The High Court of Justice's ruling Wednesday on the legality of the Citizenship Law proves the erosion of this institution's role as Israel's guardian of civil rights. Let's look at how the justices voted at the moment of truth on the law, which bans Palestinians from living in Israel with spouses who are Israeli citizens.
In a 2006 ruling, 6 out of 11 justices said the law was unconstitutional, and in the current ruling, 6 out of 11 justices said the law, which was made more strict after the first ruling, was constitutional. That's a disappointing outcome, in part because the first ruling was made not long after the terror attacks of the second intifada, while the current ruling was made during a period of calm, due in part to coordination between Israel and the Palestinian Authority.
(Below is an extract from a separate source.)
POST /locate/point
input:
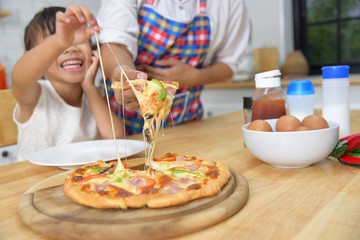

The title that Justice Asher Grunis gave his opinion - "Human rights are not a prescription for national suicide" - is also disappointing. No one disagrees with this, but Justice Elyakim Rubinstein, who arrived at the same judicial conclusion, recognizes that "a small group - those men and women in Israel's Arab minority who want to marry residents of the region - must pay a heavy price for greater security for all Israelis, including their own."
Justice Grunis apparently would not agree to this wording; as he put it, he's not someone who gives the "constitutional rights that are mentioned in the Basic Law on Human Dignity and Liberty the most expanded and comprehensive interpretation."
Justice Miriam Naor's opinion is disappointing - that the constitutional right to family life means everything, but establishing a family with a foreign spouse in Israel should not receive constitutional protection. It's hard to accept this contradiction, which imposes on other countries a burden that Israel is unwilling to bear and hurts Israeli citizens' right to family life.
The dissenting opinion properly balances the security needs of all citizens and the rights of individuals; the law should be annulled and replaced with security checks of any candidate for residence in Israel when family unification is involved.
The ruling touches on the balance between security needs and individual rights, but the public will understand it as a demographic ruling - one that protects the Jewish majority while harming the rights of Arab citizens. And thus the ruling pushes Israel down the slope of apartheid.